ヘラジカの雑学11選!実は泳ぎが得意で水に潜る

ヘラジカは、シカ科の中で最大の体を誇る大型動物で、北アメリカやユーラシア大陸の寒冷地に生息しています。

オスが頭に乗せる手のひらのように広がった巨大な角が最大の特徴で、その迫力ある姿は森の王者と呼ぶにふさわしい存在感を放っています。

のっそりとした見た目に反して泳ぎも走りも得意で、意外な能力をたくさん秘めた動物です。そんなヘラジカにまつわる雑学を11個ご紹介します。

1. 世界で最も大きな鹿

ヘラジカは現存するすべての鹿の中で世界最大の種として知られており、成熟したオスの体重は最大で700キログラムにもなることがあります。

体高は2メートルを大きく超えることも多く、初めてその姿を目にした人はあまりの圧倒的な迫力に思わず言葉を失うといわれています。

2. 手のひら形の大きな角

ヘラジカのオスの角は細かく枝分かれせず、横へと平らに広がった手のひらのような独特の美しい形をしているのが最大の特徴です。

その幅は最大で180センチメートルに達するほど巨大なものもあり、すべての鹿の仲間の中でも特にひと際印象的で力強い外見をしています。

3. 車に匹敵する頑丈な体

ヘラジカはとても体が頑丈で、交通事故の際には衝突した車のほうがヘラジカよりも大きなダメージを受けてしまうケースが実際に報告されています。

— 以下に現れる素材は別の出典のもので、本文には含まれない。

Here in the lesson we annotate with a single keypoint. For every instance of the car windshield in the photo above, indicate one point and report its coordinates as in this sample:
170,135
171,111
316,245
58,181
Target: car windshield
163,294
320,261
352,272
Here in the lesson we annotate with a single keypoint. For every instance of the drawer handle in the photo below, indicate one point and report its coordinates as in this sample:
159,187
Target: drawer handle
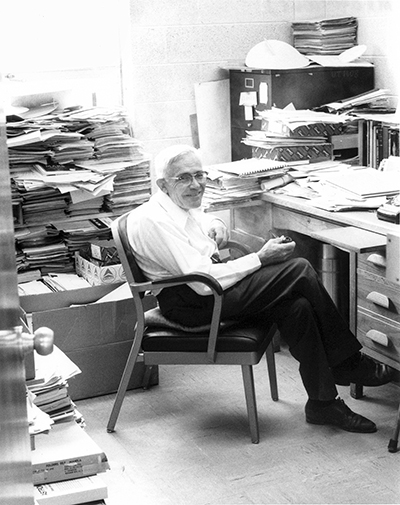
378,337
379,299
377,259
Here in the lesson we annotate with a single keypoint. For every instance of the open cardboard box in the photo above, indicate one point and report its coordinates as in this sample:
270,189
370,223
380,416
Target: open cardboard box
96,336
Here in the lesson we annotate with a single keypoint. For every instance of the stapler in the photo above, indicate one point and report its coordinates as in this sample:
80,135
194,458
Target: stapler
390,210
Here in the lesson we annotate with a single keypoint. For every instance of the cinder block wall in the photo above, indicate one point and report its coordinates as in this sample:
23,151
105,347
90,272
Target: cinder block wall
177,43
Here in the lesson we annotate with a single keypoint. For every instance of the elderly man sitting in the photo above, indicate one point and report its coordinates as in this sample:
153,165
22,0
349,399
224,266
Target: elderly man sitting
170,235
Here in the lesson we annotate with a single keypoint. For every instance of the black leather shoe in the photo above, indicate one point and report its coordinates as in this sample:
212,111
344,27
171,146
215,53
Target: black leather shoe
339,414
367,373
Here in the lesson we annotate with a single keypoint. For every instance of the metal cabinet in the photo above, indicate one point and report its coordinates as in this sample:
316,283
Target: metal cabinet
305,88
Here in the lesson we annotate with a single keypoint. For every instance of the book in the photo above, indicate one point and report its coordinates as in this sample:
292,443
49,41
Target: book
248,167
84,490
66,452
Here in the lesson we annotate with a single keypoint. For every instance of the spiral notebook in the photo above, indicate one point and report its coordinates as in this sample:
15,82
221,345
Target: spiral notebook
250,167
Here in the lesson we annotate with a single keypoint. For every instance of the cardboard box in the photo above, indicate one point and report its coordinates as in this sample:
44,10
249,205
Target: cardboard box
48,301
97,275
104,250
97,338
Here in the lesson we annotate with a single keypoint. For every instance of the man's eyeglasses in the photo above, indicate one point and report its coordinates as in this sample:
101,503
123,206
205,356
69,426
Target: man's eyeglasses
186,178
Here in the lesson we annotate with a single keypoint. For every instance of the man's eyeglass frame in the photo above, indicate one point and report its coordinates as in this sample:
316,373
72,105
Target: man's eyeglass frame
186,178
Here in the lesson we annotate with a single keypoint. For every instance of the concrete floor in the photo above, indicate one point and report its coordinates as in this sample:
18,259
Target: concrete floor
186,442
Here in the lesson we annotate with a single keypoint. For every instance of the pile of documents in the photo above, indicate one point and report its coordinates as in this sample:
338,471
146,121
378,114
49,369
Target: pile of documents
48,391
291,135
41,248
132,187
327,36
241,181
63,162
336,186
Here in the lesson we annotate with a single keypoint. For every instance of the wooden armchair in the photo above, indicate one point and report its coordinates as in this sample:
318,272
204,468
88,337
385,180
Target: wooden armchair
159,341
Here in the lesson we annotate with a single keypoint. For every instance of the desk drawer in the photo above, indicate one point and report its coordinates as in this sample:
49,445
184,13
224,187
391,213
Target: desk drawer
380,336
378,295
374,262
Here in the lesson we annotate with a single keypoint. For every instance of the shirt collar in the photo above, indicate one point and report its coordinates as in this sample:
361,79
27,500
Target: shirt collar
180,216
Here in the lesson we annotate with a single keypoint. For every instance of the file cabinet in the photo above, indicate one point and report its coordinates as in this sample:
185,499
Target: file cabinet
378,309
305,88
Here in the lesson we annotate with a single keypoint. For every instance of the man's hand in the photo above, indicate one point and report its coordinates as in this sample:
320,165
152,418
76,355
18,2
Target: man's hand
219,232
276,250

そのため、ヘラジカが多く生息する北欧やカナダの道路では衝突事故を防ぐための専用の大きな警告看板が設けられています。

4. 実は泳ぎが大得意

ヘラジカはその大きくて重そうな見た目に似合わず、実はとても優れた泳ぎ手として世界中でよく広く知られている動物のひとつです。

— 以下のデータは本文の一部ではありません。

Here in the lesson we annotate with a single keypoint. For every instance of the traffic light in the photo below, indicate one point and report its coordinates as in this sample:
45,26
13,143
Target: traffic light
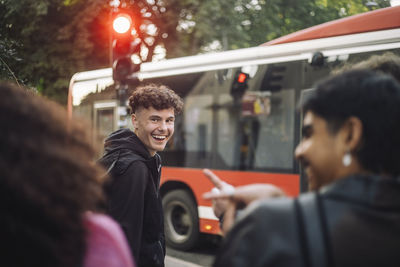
123,46
239,84
273,78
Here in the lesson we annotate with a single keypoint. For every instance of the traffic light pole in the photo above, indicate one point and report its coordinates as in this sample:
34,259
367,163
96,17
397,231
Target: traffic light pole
122,108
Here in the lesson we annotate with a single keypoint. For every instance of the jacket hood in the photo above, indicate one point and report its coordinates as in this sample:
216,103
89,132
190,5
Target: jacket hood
125,139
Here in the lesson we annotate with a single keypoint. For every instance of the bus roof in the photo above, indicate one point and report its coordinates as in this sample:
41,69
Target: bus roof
380,19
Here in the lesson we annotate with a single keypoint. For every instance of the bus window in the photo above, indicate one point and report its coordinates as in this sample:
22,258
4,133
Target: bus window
258,132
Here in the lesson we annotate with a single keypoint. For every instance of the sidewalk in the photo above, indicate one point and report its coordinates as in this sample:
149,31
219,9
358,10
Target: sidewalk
175,262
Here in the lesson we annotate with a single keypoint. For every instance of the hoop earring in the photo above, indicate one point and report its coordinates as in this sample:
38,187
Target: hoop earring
346,160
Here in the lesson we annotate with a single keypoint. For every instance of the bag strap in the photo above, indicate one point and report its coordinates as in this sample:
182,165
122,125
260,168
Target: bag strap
313,231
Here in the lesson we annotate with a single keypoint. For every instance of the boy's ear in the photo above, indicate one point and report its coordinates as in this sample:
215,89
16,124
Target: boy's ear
354,132
134,121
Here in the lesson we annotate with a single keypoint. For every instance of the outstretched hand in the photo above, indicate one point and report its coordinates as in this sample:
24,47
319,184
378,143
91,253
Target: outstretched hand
228,199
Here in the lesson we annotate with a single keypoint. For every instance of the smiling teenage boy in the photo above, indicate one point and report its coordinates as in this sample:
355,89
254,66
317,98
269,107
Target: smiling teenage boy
133,197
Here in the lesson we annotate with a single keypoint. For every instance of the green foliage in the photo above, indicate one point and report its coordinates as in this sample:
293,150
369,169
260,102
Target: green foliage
43,42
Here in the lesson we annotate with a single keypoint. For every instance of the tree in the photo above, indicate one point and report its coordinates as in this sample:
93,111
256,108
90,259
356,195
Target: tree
43,42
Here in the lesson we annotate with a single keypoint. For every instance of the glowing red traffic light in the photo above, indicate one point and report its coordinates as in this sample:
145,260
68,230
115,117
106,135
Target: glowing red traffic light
242,77
122,23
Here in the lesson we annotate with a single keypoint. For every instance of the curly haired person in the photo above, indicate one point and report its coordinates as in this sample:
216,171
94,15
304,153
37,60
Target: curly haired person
50,189
131,157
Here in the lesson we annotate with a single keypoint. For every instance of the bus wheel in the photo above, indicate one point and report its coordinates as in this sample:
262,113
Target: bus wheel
181,220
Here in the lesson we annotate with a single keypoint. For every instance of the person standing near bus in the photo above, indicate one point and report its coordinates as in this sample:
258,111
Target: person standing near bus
349,150
135,167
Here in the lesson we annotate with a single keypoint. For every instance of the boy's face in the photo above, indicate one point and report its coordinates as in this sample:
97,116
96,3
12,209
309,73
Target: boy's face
154,127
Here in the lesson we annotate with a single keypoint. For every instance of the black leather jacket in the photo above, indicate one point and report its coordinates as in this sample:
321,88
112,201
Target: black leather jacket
352,222
133,197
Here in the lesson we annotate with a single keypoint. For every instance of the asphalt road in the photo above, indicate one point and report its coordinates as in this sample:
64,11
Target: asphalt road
202,255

時速10キロメートル以上のスピードで泳ぐことができ、川や広い湖をまるで軽々と渡って移動することは日常的な行動のひとつとなっています。

5. 潜水して水草を食べる

ヘラジカは川や湖の中に積極的に入って水中へと潜り、水底に生えている植物を器用に食べるという特殊な食習慣を持っています。

1回の潜水で約50秒間も水の中にとどまることができ、長い脚と大きな体を上手く活かして深い場所にある水草にも難なく届かせることができます。

6. 鼻の穴を自分で閉じる

ヘラジカは水の中に潜っているあいだ、鼻の穴の中に水が入らないよう自分の意志で鼻をぐっと閉じることができる特殊な能力を持っています。

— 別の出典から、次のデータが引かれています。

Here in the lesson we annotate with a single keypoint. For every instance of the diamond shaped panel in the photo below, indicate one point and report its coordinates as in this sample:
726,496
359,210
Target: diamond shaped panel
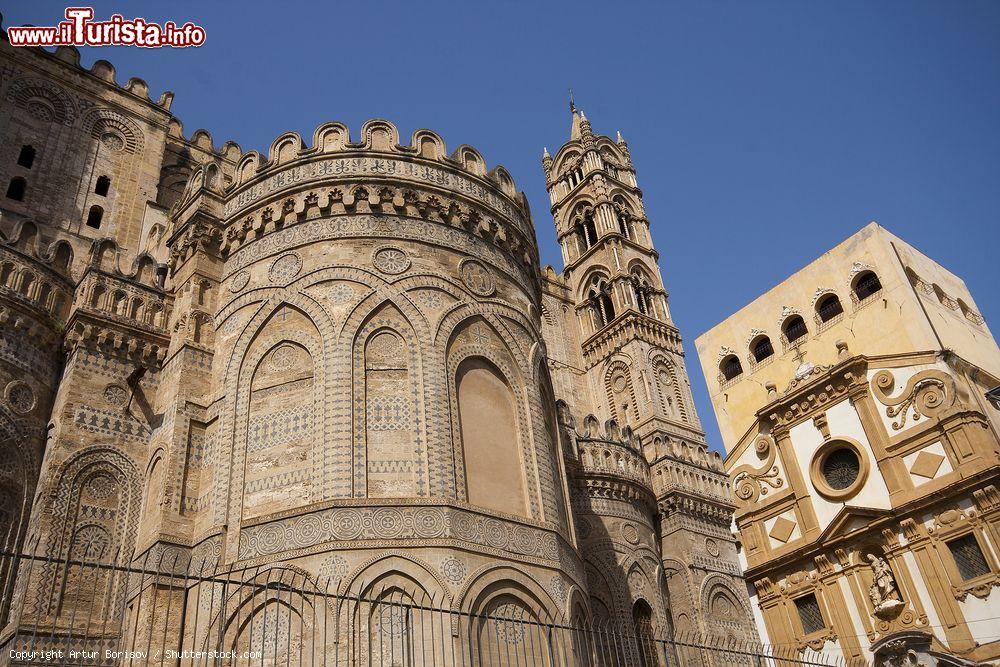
782,529
926,464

この能力は水中での採食生活に合わせて長い年月をかけて進化したもので、他の鹿の仲間にはほとんど見られない珍しい特徴です。

7. 毎年生え変わる巨大な角

ヘラジカのオスの角は毎年冬になると自然にポロリと抜け落ち、雪が解けて春になるとまたゼロから新しい角が生え始めます。

新しい角は1日に最大2センチメートルという驚くほど速いペースで成長し、わずか数ヶ月のうちに再び大きくて立派な角へとどんどん急成長します。

8. 木の枝や樹皮を食べる

ヘラジカは草だけでなく木の枝や樹皮なども積極的に食べる植食動物で、草食動物の中でも特に食生活が幅広いという大きな特徴があります。

特に雪が深く積もる冬の時期には草が手に入りにくくなるため、ヤナギやカバノキなどの低木の柔らかい枝を主な食べ物としています。

9. 目が悪くておっちょこちょい

ヘラジカは視力がとても弱く、動いているものは見えますが止まっている物体はほとんど認識できないといわれています。

そのため天敵や道の障害物に気づくのが遅れてしまうこともあり、どこかとぼけたおっちょこちょいで憎めないかわいらしい一面も持っています。

10. 生まれてすぐ走れる子鹿

ヘラジカの赤ちゃんは生まれてからわずか数時間で自力で立ち上がり、よちよちとした足取りで歩き始めることができるようになります。

天敵から素早く逃げられるよう成長スピードはとても速く、生後わずか数日のうちにかなりのスピードで走れるほどまでに急成長します。

11. 雪に沈まない特殊なひづめ

ヘラジカのひづめは大きく広がる独特の形をしており、深い雪の上でもスノーシューのように全体に体重をうまく分散させることができます。

これにより深く積もった雪の中でも沈み込まずに移動できるため、雪深い厳しい冬の環境にもしっかりと適応して生きています。